Так-то этих контейнеров с недошедшими письмами – жопой ешь, но их, как правило, сжигают, чтобы не морочиться. После того как похвастаются находкой. Ну да, твой тоже, считай, сожгли. Один ты, как дурак, теперь морочаешься. Да и в каждой семье, небось, прям как у тебя, такие письма от неизвестного деда неизвестной мамке. Я сам так дедовские в Питере на бывший Литейный слил – считай, на них себе будущее построил.
Короче, друже. Мне, честно, это все на хуй не упало. Кто там из самиздатовских писал – сколько песен недопетых, недожатых, как курки? У меня таких песен пылится вон сколько, я тебе по дружбе – тысяча триста рублей, может, там среди открыток вид какой интересный найдется.
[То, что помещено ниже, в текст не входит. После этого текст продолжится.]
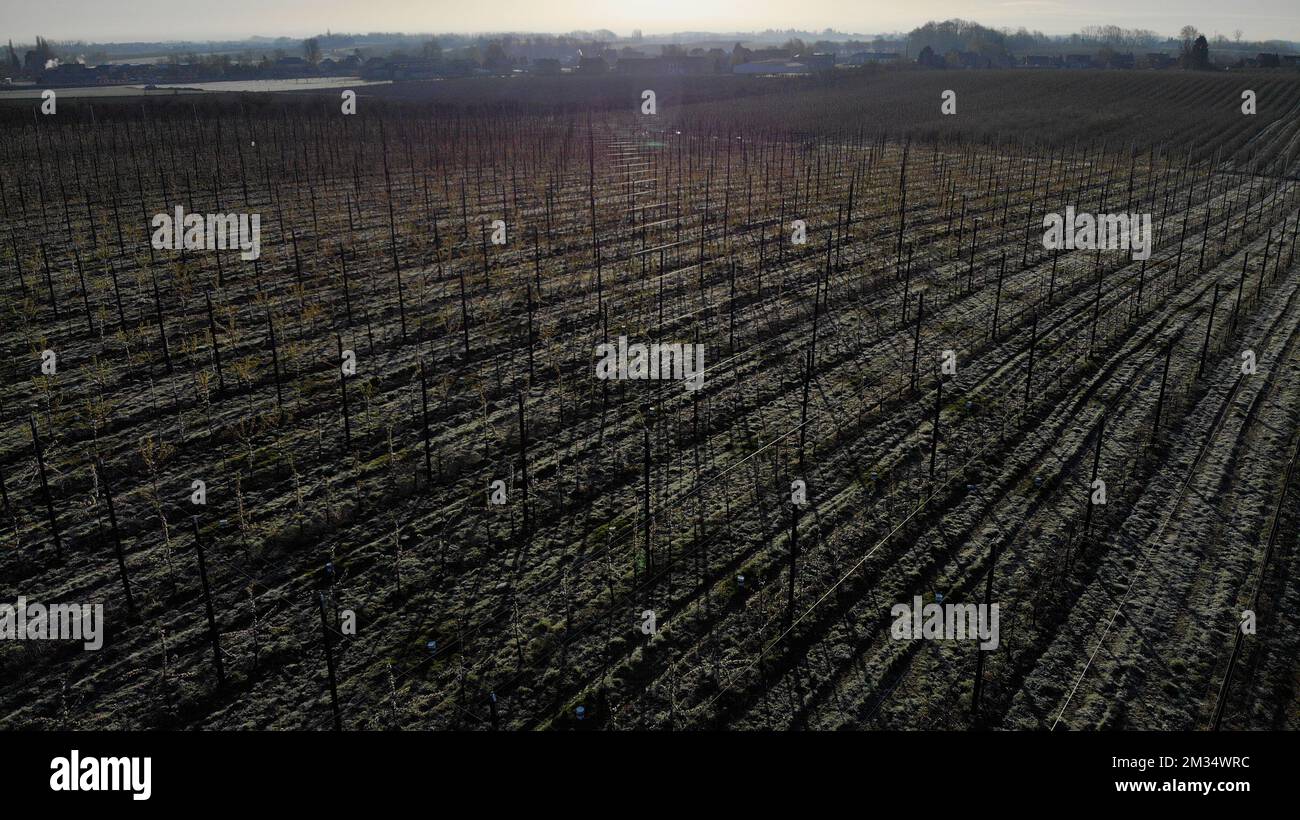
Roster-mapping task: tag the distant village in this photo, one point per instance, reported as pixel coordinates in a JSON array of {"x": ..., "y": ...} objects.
[{"x": 948, "y": 46}]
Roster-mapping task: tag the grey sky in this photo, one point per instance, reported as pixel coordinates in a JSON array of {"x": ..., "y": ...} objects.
[{"x": 155, "y": 20}]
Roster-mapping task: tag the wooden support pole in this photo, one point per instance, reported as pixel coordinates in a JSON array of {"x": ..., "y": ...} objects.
[{"x": 207, "y": 602}]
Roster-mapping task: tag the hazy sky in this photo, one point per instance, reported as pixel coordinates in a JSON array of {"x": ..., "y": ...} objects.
[{"x": 154, "y": 20}]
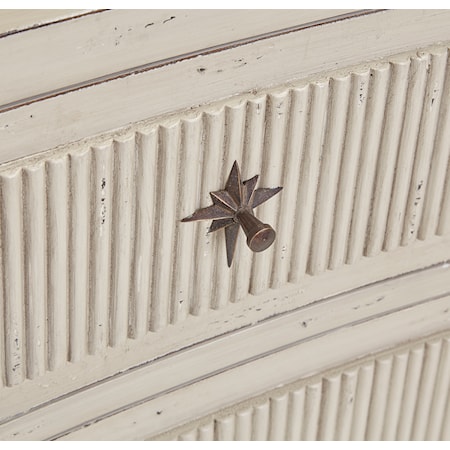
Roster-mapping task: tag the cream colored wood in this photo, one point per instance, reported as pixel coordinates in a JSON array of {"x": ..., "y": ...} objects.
[
  {"x": 117, "y": 321},
  {"x": 13, "y": 20},
  {"x": 85, "y": 49},
  {"x": 140, "y": 262},
  {"x": 199, "y": 80},
  {"x": 289, "y": 418},
  {"x": 276, "y": 351}
]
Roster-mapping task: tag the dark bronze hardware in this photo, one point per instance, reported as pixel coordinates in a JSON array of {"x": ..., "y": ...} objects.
[{"x": 233, "y": 207}]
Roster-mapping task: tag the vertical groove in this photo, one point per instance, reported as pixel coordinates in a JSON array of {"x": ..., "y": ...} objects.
[
  {"x": 190, "y": 165},
  {"x": 80, "y": 164},
  {"x": 406, "y": 151},
  {"x": 243, "y": 431},
  {"x": 122, "y": 232},
  {"x": 295, "y": 137},
  {"x": 444, "y": 222},
  {"x": 435, "y": 187},
  {"x": 274, "y": 149},
  {"x": 368, "y": 400},
  {"x": 295, "y": 414},
  {"x": 34, "y": 225},
  {"x": 169, "y": 139},
  {"x": 326, "y": 195},
  {"x": 426, "y": 388},
  {"x": 100, "y": 249},
  {"x": 425, "y": 145},
  {"x": 346, "y": 405},
  {"x": 372, "y": 133},
  {"x": 349, "y": 167},
  {"x": 362, "y": 402},
  {"x": 312, "y": 411},
  {"x": 378, "y": 400},
  {"x": 393, "y": 406},
  {"x": 57, "y": 251},
  {"x": 146, "y": 160},
  {"x": 309, "y": 179},
  {"x": 278, "y": 417},
  {"x": 188, "y": 436},
  {"x": 442, "y": 388},
  {"x": 206, "y": 432},
  {"x": 205, "y": 253},
  {"x": 410, "y": 390},
  {"x": 13, "y": 290},
  {"x": 387, "y": 156},
  {"x": 329, "y": 407},
  {"x": 260, "y": 424},
  {"x": 2, "y": 302},
  {"x": 233, "y": 145},
  {"x": 251, "y": 165}
]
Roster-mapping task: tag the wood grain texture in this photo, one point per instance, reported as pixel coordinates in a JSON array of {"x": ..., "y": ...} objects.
[
  {"x": 335, "y": 401},
  {"x": 277, "y": 351},
  {"x": 96, "y": 45},
  {"x": 204, "y": 78},
  {"x": 106, "y": 260}
]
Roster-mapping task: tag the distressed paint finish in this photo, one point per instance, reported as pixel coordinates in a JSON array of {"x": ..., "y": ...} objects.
[
  {"x": 102, "y": 221},
  {"x": 334, "y": 401}
]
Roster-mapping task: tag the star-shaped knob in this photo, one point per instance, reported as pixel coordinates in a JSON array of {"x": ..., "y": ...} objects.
[{"x": 233, "y": 207}]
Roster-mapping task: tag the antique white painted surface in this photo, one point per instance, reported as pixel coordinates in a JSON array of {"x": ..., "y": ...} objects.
[
  {"x": 115, "y": 315},
  {"x": 105, "y": 43},
  {"x": 400, "y": 395}
]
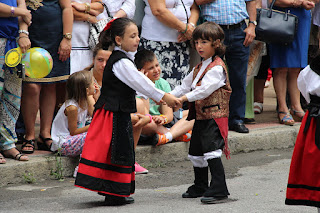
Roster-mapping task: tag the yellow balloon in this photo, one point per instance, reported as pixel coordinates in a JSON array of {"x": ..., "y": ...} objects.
[{"x": 38, "y": 62}]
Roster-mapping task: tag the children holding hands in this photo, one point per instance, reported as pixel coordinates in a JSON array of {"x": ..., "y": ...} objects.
[
  {"x": 107, "y": 161},
  {"x": 165, "y": 125}
]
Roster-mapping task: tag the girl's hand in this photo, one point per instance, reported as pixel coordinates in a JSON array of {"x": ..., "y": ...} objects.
[
  {"x": 143, "y": 120},
  {"x": 26, "y": 17},
  {"x": 158, "y": 120},
  {"x": 134, "y": 118},
  {"x": 171, "y": 100},
  {"x": 24, "y": 43},
  {"x": 78, "y": 6},
  {"x": 96, "y": 94},
  {"x": 308, "y": 5},
  {"x": 64, "y": 49}
]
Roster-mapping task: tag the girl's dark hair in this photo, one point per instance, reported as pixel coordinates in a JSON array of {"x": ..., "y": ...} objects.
[
  {"x": 95, "y": 52},
  {"x": 77, "y": 85},
  {"x": 142, "y": 57},
  {"x": 118, "y": 27},
  {"x": 210, "y": 31}
]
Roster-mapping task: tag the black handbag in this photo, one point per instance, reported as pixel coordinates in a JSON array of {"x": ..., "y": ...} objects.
[
  {"x": 96, "y": 29},
  {"x": 275, "y": 26}
]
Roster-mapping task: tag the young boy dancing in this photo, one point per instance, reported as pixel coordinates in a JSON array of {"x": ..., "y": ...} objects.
[{"x": 207, "y": 89}]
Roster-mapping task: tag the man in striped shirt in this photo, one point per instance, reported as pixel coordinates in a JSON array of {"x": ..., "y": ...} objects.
[{"x": 230, "y": 15}]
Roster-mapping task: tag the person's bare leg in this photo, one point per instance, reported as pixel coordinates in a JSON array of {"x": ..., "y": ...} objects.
[
  {"x": 280, "y": 87},
  {"x": 294, "y": 91},
  {"x": 13, "y": 153},
  {"x": 142, "y": 109},
  {"x": 47, "y": 106},
  {"x": 259, "y": 90},
  {"x": 29, "y": 107}
]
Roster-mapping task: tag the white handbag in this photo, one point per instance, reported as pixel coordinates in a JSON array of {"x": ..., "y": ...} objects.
[{"x": 96, "y": 29}]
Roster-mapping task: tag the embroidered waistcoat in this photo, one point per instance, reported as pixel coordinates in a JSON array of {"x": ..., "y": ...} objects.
[{"x": 215, "y": 105}]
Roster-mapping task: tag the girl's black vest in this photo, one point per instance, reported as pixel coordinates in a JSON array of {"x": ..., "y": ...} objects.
[{"x": 115, "y": 95}]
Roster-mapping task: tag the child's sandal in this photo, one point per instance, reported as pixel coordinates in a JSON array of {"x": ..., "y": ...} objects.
[
  {"x": 43, "y": 145},
  {"x": 29, "y": 144}
]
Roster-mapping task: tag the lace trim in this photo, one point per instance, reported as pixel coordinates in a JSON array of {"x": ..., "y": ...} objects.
[{"x": 34, "y": 4}]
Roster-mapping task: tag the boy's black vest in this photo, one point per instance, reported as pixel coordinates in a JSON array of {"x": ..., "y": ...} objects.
[{"x": 115, "y": 96}]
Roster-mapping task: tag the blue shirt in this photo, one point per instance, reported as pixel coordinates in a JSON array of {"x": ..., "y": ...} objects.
[{"x": 225, "y": 12}]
Дожму курок как-нибудь сам.
Э, чего? Адрес знакомый? Подсосенский? И что? Улитка? Какая еще улитка? Охуеть теперь. Ну ты даешь.
Да не обижаюсь я. Вообще не удивлен, кстати. Ты всегда был это, извини, с прибабахом. Как ВВС говорила, валенок-неврастеник. Оглядываешься, переспрашиваешь, как твой дед. А после удара и старухи – так вообще. Съехал с глузды. Ну, хер с тобой, спасибо, что зашел, когда на психоправа денег найдешь – а тебе нужен, – звони».
Так сказал мне он, так он сказал, сказал, да. Я все записал на диктофон, чтобы не забыть.
1.12
3.28
Когда Ананасов потрошил письма – палец к языку – слюнявым пальцем к письмам – ручку в руку – подписать аршинными цифрами цену – опять палец к языку и так снова и снова, – я сквозь этот танец пальцев увидел, что на одном письме стоит адрес: «Подсосенский переулок, дом 18/5, квартира 19».
Я его прочитал вязким голосом Кувшинниковой с почты, величаво, но со смешком. И я решил, что знаю этот адрес. Это был дом «старика Ревича». Так называл своего товарища мой дед.
Ревич был ленинградец, который переехал в Москву и ненавидел ее так, как может ненавидеть только ленинградец. Считал ее недоразумением. В знак протеста, а вовсе не из-за запрета для пожилых он не выходил из дома – никогда. Продукты ему приносила соседка с первого этажа: он готовил ее сына в институт, а потом и к сессиям. Дед дружил с Ревичем много десятилетий, они сошлись на общей страсти к радиоприемникам, а потом крепко подружились. Дед брал меня к Ревичу, я играл с его кошками, слушал его призрачные рассказы и рассуждения о строении неба. Я заходил к нему и после смерти деда, чтобы снова оказаться с его теми же историями и его голосом: так возвращалось время, в котором дед был жив. Ревич знал об этой моей особенности и повторял истории, как старая пластинка. И я передумал отдавать Ананасову письма. Все равно он предложил такие деньги, что они ничего не изменят: и с ними, и без них перебиваться из кулька в рогожку. И к тому же было весело смотреть, как Ловчилла торгуется. Это в моих глазах делало весь ворох более ценным и рождало приятное неприятное чувство: взбесить старого однокашника, ставшего прижимистым жуком с панцирем в оранжевую дробь. За такое и тысячу рублей не жалко. «Ловчилла»!
Я решил, я решил, я решил, я решил отнести письмо адресату. Я давно не навещал его. Если он живой, он удивится. А я стану его личным почтальоном.